La police a gardé la maison de sa famille sous surveillance constante. Parfois, des policiers entraient dans la maison et battaient sa famille. Pendant ce temps, ils ont menacé la famille en disant : « Nous tuerons Rıdvan s’il ne se rend pas ! »

Bien que Rıdvan ne puisse pas rendre visite à sa famille, il est resté en contact avec eux et avec son avocat. Il a appelé sa famille pour la dernière fois le 15 février 1995. C’est la dernière fois qu’ils ont eu de ses nouvelles. Le même jour, la surveillance de la maison de la famille Karakoç a été levée.

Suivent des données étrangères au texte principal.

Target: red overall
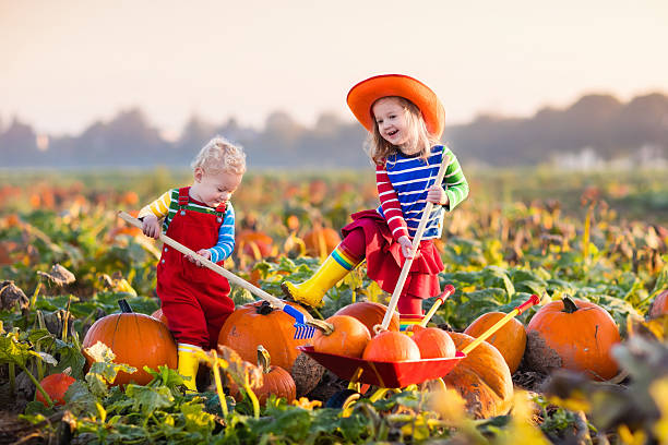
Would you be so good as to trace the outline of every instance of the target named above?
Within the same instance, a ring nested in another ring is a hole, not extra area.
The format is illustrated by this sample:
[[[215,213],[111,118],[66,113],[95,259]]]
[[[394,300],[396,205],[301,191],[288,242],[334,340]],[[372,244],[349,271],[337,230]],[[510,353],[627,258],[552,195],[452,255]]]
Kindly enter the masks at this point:
[[[179,190],[179,209],[167,228],[167,236],[196,252],[216,245],[225,204],[216,208],[216,214],[189,211],[186,208],[189,191],[189,187]],[[217,347],[220,327],[235,310],[227,278],[199,267],[165,245],[157,266],[157,294],[177,342]]]
[[[354,257],[367,257],[367,276],[378,282],[385,292],[394,292],[396,281],[404,266],[402,246],[394,241],[387,221],[380,216],[375,209],[362,211],[350,215],[353,222],[341,229],[345,237],[342,244],[346,244],[348,237],[355,230],[361,229],[363,236],[356,237],[363,240],[362,249],[355,249]],[[357,244],[360,244],[358,241]],[[356,255],[357,254],[357,255]],[[440,293],[439,273],[443,270],[443,261],[431,240],[420,241],[417,256],[410,265],[402,294],[397,303],[397,310],[402,315],[421,315],[424,299],[436,297]]]

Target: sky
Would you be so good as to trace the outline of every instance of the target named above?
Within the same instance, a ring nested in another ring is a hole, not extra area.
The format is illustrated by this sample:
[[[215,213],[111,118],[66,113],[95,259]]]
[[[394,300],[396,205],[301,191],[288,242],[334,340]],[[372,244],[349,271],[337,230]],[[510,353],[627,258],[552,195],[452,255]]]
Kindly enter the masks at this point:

La famille de Ridvan Karakoç s’est rendue à tous les bureaux pour obtenir des informations sur Rıdvan. Toutefois, leurs efforts sont restés sans réponse. Après une recherche intensive pendant 110 jours, la famille a retrouvé le corps torturé de Rıdvan Karakoç enterré dans la section des inconnus du cimetière Altinşehir, à Istanbul.

Au cours des 29 dernières années, aucune procédure judiciaire n’a été engagée pour le dossier de Ridvan par le procureur de Beykoz. Asiye Karakoç, la mère de Rıdvan décédée il y a huit ans, a cherché les assassins de son fils jusqu’à sa dernière souffle.

 

Depuis 28 ans, les mères du samedi s’arment d’œillets contre la police turque

Il y a 28 ans, les Mères du Samedi (en kurde: Dayikên Şemiyê, en turc: Cumartesi Anneleri) descendaient pour la première fois sur la place Galatasaray, à Istanbul, pour exiger la fin des disparitions forcées et demander qu’on leur rende leurs proches portés disparus.

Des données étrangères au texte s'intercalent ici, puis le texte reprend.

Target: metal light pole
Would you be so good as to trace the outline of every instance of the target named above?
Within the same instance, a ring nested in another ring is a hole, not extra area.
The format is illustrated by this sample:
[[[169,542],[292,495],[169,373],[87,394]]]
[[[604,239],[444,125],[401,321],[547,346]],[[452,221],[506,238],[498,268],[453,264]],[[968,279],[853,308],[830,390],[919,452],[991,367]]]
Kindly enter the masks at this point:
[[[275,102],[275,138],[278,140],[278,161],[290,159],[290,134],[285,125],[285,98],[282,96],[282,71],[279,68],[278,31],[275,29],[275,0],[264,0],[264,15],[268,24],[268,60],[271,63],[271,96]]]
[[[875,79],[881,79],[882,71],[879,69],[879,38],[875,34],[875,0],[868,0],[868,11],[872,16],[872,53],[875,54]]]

Les « mères du samedi » reproche l’État turc de ne pas avoir enquêté sérieusement pour établir la vérité sur ceux qui ont disparu après leur mise en détention par les autorités turques.

Selon l’Association des droits de l’Homme (IHD), entre 1992 et 1996, 792 disparitions forcés et meurtres (de journalistes, syndicalistes, médecins, enseignants, enfants ou simples paysans) par l’État ont été signalés dans les régions kurdes de Turquie.